Network Transparency

Transparency is Essential to
Increasingly Networked Organizations

Transparency is a key guiding principle for public and private organizations in the Age of the Network Age: Openness of the network to the network, except where privacy is required. Both transparency and privacy need to be simultaneously enabled and improved. For organizational networks, transparency is the growth medium for trust and social capital.

 

 

 

 

As organizations increasingly decentralize, distribute, and ally, the need for transparency goes beyond values to practical necessity. Transparency in practice enables higher levels of collaborative performance both globally and locally in a complex human network.

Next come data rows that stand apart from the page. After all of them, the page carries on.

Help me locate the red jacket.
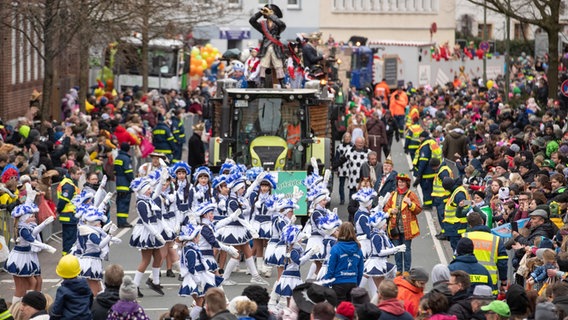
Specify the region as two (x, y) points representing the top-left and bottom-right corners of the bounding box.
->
(394, 276), (424, 317)
(114, 125), (139, 146)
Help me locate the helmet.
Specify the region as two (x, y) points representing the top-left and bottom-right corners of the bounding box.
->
(56, 255), (81, 279)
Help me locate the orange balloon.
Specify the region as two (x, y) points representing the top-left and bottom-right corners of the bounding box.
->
(206, 56), (215, 65)
(190, 69), (197, 76)
(106, 79), (114, 89)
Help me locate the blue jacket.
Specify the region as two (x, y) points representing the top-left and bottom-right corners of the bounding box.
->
(171, 115), (186, 145)
(152, 120), (176, 155)
(448, 254), (494, 292)
(378, 171), (397, 197)
(324, 240), (364, 285)
(50, 277), (93, 320)
(114, 150), (134, 191)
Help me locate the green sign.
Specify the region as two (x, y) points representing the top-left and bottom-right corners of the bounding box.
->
(274, 171), (308, 216)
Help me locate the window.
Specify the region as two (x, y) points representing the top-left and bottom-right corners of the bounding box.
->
(477, 23), (493, 39)
(288, 0), (301, 9)
(258, 0), (268, 4)
(228, 0), (241, 8)
(514, 23), (528, 40)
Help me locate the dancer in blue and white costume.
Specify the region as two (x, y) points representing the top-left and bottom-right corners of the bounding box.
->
(194, 200), (239, 274)
(171, 162), (192, 226)
(304, 185), (334, 279)
(212, 175), (229, 222)
(129, 171), (168, 297)
(275, 224), (321, 306)
(217, 169), (268, 286)
(4, 186), (56, 305)
(178, 223), (224, 320)
(314, 206), (342, 280)
(74, 206), (119, 295)
(187, 166), (213, 216)
(361, 206), (406, 298)
(249, 168), (278, 277)
(263, 194), (289, 276)
(352, 187), (378, 259)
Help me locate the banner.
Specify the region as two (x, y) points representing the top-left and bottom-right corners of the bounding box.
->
(274, 171), (308, 216)
(491, 218), (530, 238)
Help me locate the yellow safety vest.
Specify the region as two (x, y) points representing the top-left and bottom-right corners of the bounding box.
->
(432, 165), (454, 199)
(415, 139), (443, 162)
(463, 231), (505, 293)
(406, 107), (420, 129)
(406, 125), (422, 151)
(443, 185), (470, 228)
(56, 177), (79, 222)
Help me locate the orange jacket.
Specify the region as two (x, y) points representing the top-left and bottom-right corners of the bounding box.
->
(394, 276), (424, 317)
(389, 90), (408, 116)
(385, 189), (422, 240)
(374, 81), (391, 100)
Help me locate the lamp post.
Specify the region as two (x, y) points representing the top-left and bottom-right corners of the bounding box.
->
(483, 0), (487, 85)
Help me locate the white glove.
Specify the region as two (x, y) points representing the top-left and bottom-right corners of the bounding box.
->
(313, 278), (335, 286)
(164, 226), (174, 238)
(396, 244), (407, 253)
(0, 186), (15, 198)
(290, 215), (297, 225)
(255, 171), (267, 184)
(250, 229), (260, 239)
(102, 223), (113, 233)
(310, 244), (323, 256)
(310, 157), (319, 173)
(356, 235), (367, 241)
(42, 215), (55, 226)
(110, 237), (122, 244)
(159, 158), (167, 168)
(155, 233), (166, 244)
(100, 175), (108, 188)
(107, 223), (118, 235)
(44, 244), (57, 254)
(223, 245), (239, 259)
(230, 209), (242, 222)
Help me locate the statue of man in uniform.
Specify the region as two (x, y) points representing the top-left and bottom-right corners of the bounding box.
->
(249, 4), (286, 88)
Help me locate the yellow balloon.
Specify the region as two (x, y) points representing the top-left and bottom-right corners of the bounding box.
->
(202, 60), (207, 69)
(191, 47), (199, 56)
(486, 80), (494, 89)
(205, 43), (213, 49)
(212, 48), (219, 55)
(202, 51), (209, 59)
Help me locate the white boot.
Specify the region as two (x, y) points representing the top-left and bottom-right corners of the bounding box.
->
(263, 262), (272, 278)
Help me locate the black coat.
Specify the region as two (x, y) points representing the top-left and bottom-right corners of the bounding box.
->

Transparency as a concept needs to be rendered from multiple views, including perspectives of privacy.
Values, Vision, Behaviors, and Identity are the axes of action available to increase transparency or, where appropriate decrease it.
Transparency: the property of transmitting rays of light through its substance so that bodies situated beyond or behind can be distinctly seen. (From Dictionary.com)
In human networks, emergent effects arise from the actions of individual people in local positions and roles. Networks naturally self-organize, for better or worse, by members that may or may not be aware of their connection to the whole. As the size and complexity of our networks increase, the ability of people to comprehend and manage within them decreases. Chaos increases.
What to do? Enhance the intelligence of the whole network. If everyone understands the whole, members can self-organize locally to better meet the purposes of the whole organization. Openness is the default.